2. Em sendo assim, como a matéria não foi debatida na instância originária, não há como ser conhecida a impetração, diante da manifesta incompetência desta Corte Superior Tribunal de Justiça para apreciar originariamente a matéria, sob pena de supressão de instância.

3. Não resta evidenciado, de plano, a existência de constrangimento ilegal porque estando a decisão judicial devidamente fundamentada, a aplicação de medida sócio-educativa de internação encontra amparo legal quando o ato infracional é cometido mediante violência e grave ameaça à pessoa, inclusive com o emprego de arma de fogo, a teor do disposto no art. 122, inciso I, do Estatuto da Criança e do Adolescente.

5. Habeas corpus não conhecido. (HC 88.151/SP, Rel. Min.

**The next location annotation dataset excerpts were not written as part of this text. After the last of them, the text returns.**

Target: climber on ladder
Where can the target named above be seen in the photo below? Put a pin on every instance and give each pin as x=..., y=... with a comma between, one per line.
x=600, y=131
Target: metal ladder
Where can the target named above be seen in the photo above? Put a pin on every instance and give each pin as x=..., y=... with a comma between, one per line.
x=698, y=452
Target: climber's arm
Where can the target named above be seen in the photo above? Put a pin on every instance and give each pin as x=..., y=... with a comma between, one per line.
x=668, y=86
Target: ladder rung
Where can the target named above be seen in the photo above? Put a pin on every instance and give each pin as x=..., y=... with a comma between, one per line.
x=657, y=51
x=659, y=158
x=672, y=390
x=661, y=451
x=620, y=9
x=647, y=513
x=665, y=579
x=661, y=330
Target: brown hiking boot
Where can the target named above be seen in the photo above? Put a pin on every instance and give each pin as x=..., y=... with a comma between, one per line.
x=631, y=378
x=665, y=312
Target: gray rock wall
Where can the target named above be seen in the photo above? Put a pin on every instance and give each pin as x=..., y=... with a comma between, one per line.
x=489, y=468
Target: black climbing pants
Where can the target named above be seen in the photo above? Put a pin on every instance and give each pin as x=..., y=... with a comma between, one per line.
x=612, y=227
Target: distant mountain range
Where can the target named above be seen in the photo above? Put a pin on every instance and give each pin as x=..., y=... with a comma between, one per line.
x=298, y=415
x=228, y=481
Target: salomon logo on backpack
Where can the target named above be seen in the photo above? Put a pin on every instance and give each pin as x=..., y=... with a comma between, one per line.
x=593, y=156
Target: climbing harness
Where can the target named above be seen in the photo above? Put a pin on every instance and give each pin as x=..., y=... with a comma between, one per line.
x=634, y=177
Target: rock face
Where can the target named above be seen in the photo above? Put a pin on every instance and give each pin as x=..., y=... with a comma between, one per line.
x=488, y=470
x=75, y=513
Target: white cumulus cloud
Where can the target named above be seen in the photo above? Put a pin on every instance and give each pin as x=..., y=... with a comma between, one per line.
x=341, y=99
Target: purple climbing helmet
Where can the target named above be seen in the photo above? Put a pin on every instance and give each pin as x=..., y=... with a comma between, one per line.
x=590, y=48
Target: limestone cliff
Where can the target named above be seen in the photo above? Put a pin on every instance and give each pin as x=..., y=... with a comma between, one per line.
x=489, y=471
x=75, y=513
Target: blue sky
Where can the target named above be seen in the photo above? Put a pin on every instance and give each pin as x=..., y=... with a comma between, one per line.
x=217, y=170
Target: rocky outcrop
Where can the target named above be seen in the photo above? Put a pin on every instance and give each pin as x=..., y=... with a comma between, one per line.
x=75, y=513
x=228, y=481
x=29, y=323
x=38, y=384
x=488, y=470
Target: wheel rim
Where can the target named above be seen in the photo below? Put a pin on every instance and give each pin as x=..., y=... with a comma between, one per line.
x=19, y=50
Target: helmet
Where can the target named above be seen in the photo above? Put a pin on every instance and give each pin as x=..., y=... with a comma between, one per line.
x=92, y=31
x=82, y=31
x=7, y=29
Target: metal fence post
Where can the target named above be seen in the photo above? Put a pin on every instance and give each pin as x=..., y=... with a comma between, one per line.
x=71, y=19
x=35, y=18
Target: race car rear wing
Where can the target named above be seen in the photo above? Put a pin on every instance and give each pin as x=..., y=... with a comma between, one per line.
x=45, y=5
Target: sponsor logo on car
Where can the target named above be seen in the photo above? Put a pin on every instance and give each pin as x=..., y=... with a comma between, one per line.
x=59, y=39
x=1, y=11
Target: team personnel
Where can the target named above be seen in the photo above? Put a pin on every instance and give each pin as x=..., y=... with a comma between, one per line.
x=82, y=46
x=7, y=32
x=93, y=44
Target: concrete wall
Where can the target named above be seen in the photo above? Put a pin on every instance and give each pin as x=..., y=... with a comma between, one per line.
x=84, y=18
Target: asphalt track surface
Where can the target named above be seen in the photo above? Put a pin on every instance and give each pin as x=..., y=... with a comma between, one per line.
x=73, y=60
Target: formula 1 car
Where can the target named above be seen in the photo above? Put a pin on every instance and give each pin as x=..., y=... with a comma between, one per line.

LAURITA VAZ, Quinta Turma, DJ 17/3/08)

No que tange à alegação de inépcia da denúncia, a peça acusatória assim narrou a conduta do paciente (fls. 359/361):

1 - Consta do incluso inquérito policial que, durante o ano de 1996, enquanto ainda Prefeito Municipal, o indiciado inexigiu licitação fora das hipóteses previstas em lei, nos seguintes casos:

a) contrato firmado com a empresa B. W. Informática, com termo inicial em 1994, e renovado pelo imputado, tendo como objeto a locação de Softwares e Hardwares, no valor de R$ 200,00 mensais, além das despesas com combustíveis, a razão de R$ 0,15 o Km rodado, durante todo o exercício de 1996 (fls. 21);

b) compra de R$ 54.233,10 de medicamentos, de um único fornecedor (fls. 21);

c) compra de R$ 2.584,85 de materiais odontológicos (fls. 22);

d) compra de R$ 5.642,82 de carne para a merenda escolar (fls. 22/23);

e) compra de R$ 5.331,00 de pães, de dois fornecedores (fls. 23);

f) compra de R$ 3.003,00 de frutas e verduras, também para a merenda escolar (fls. 23/24);

g) compra de R$ 69.997,16 de combustíveis, de dois fornecedores (fls. 24);

h) compra de R$ 5.000,00 de bens de caráter permanente, da loja "Sinhorini - Móveis e Eletrodomésticos Ltda (fls. 24);

2 - Consta, ainda, que MILTON, também em 1996, ordenou despesas em desacordo com as normas financeiras pertinentes, ou seja:

a) ordenou o abastecimento e reparo de veículos sem sua identificação - anotação do número do patrimônio, da chapa, chassi, etc -;

b) ordenou despesas sem prévio empenho - o processamento das notas de empenho ocorriam quando do recebimento das notas fiscais na Prefeitura;

c) ordenou despesas sem o conhecimento (identificação) do destinatário. Assim infringiu o disposto nos artigos 58, 60, 62 e 63, par. 1º, da Lei Federal nº 4.320/64 (fls. 28/29);

3 - Consta, ainda, que o indiciado ordenou despesas não autorizadas por lei, consistente em:

a) ligações telefônicas impróprias - 0900, no valor de R$ 86,45, tais como, "tele sorte, tele orelhão, turminha legal, tele orelhão, Walter e seus videntes" (fls. 30) -;

b) despesas com refeições sem comprovação adequada, no valor de R$ 1.158,80, tais como: "136 comerciais, 20 espetos, 40 refrigerantes, 04 churrascos, etc. (fls. 31);

4 - Consta, ainda, que o denunciado admitiu servidor, contra expressa disposição de lei, consistente na contratação, sem concurso público, do médico Ronaldo Gaspar Bottino Quicoli (fls. 35). Inclusive não há nos autos notícia de registro em carteira, contrato, etc.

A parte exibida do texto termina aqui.